Learn from Organizing at Other Educational Sites & History
Pre-K-12 organizing has a longer militant history of demanding (and eventually winning) police-free school. The Black Organizing Project in Oakland (California) struggled for nearly a decade before finally succeeding. removingPolice from pre-K-12 schools will be deployed in June 2020. These K-12 struggles as well our own history of resistance, and repression can be a source of inspiration for post-secondary educational institutions. For example, the history of tuition strikes has made it clear that students have struggled against austerity as well as policing. In an effort to manage dissent and privatize higher education, both the college tuition and campus police budgets increased exponentially in the wake the student movements of 1960s. Ronald Reagan pointed out this without irony. “Those on UC campuses to agitate and not to study might think twice before they pay tuition, they might think twice how much they want to pay to carry a picket sign.”It’s always a good time for studying.

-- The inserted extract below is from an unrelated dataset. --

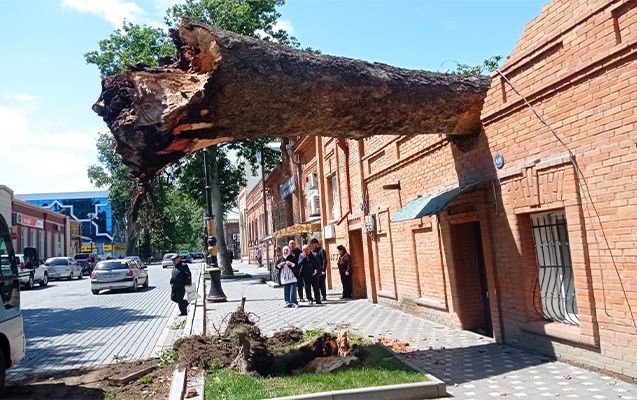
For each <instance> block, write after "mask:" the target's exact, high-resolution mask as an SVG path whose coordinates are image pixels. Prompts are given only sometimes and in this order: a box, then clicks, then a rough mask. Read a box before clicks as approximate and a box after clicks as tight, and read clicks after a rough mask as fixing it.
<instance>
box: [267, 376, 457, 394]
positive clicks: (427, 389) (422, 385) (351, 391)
mask: <svg viewBox="0 0 637 400" xmlns="http://www.w3.org/2000/svg"><path fill="white" fill-rule="evenodd" d="M427 378H432V377H431V376H430V375H427ZM434 379H435V380H432V381H427V382H419V383H408V384H402V385H386V386H372V387H366V388H358V389H347V390H334V391H331V392H321V393H311V394H303V395H297V396H289V397H275V398H272V399H269V400H293V399H297V400H387V399H392V400H422V399H437V398H440V397H446V396H447V391H446V389H445V384H444V382H441V381H440V380H438V379H436V378H434ZM441 386H442V388H441Z"/></svg>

Center Systems-Impacted Communities’ Analysis and Demands
Centering the analysis and demands of systems-impacted people (those who experience the violence of prisons, policing and related systems of violent control — a population overwhelmingly Black, poor, Indigenous and/or queer) surfaces other key ways that post-secondary education must shift. These networks have deepened the movement to “ban the box” — a demand that applications for admission or employment NotAsk about arrest and conviction histories. California has a number of former prisoners who founded and now lead the Underground Scholars InitiativeAn organization that facilitates the transition from prison to university by providing support, community, and access resources. Members engage in advocacy and organizing for a world without prisons. Other imperatives are also visible when you center the experiences and needs these learners. These include the need for paid childcare, free tuition, gender-affirming and accessible bathrooms, and the importance of avoiding pension plans that make money from incarceration or resource extraction. The organizing of systems-impacted individuals is both a huge challenge for the university and a vision of what the university could be.

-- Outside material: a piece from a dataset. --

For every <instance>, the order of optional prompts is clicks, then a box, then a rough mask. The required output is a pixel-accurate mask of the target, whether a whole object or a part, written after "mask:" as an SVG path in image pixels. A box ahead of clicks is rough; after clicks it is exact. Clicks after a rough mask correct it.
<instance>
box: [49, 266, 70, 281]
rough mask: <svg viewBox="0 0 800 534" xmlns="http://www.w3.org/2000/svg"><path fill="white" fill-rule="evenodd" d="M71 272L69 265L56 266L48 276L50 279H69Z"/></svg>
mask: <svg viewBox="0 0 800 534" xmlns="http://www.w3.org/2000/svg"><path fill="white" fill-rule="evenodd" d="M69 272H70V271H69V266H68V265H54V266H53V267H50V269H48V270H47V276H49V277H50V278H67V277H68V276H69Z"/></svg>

Anticipate Administrative Obstructionism
These campus-based abolitionist movements are met by the usual tactics of higher education administrations: cooptation and absorption as well as swift repression. For example, institutional responses to calls to abolishment include the creation and maintenance of hollow institutions. task forces and working groups charged with “studying the issue” or a hasty invitation to a high-profile (and usually highly paid) racial justice or equity consultant or guest speaker. More task forces are needed to investigate the issues and offer alternatives. Campus policing needn’t be researched further when the demand is clear: Defund and abolish campus policing.
Where are We Going From Here?
The fall 2021 organizing pace on many campuses feels more like a simmer than a boil, but we know that not only are the efforts continuing but that the organizing from the previous years has also reshaped the landscape. Campus communities — from undergraduate students and dining hall workers, to adjunct faculty and neighborhood residents — are joining forces to counter policing in and by universities. We continue to build alliances, share strategies, and study together as we create a movement that stretches from the picket line at the graduate union to the mutual aid distribution point. Find your comrades and join this movement to get cops off campus, and create spaces and places for abolitionist learning and teaching in our communities. Get rid of cops!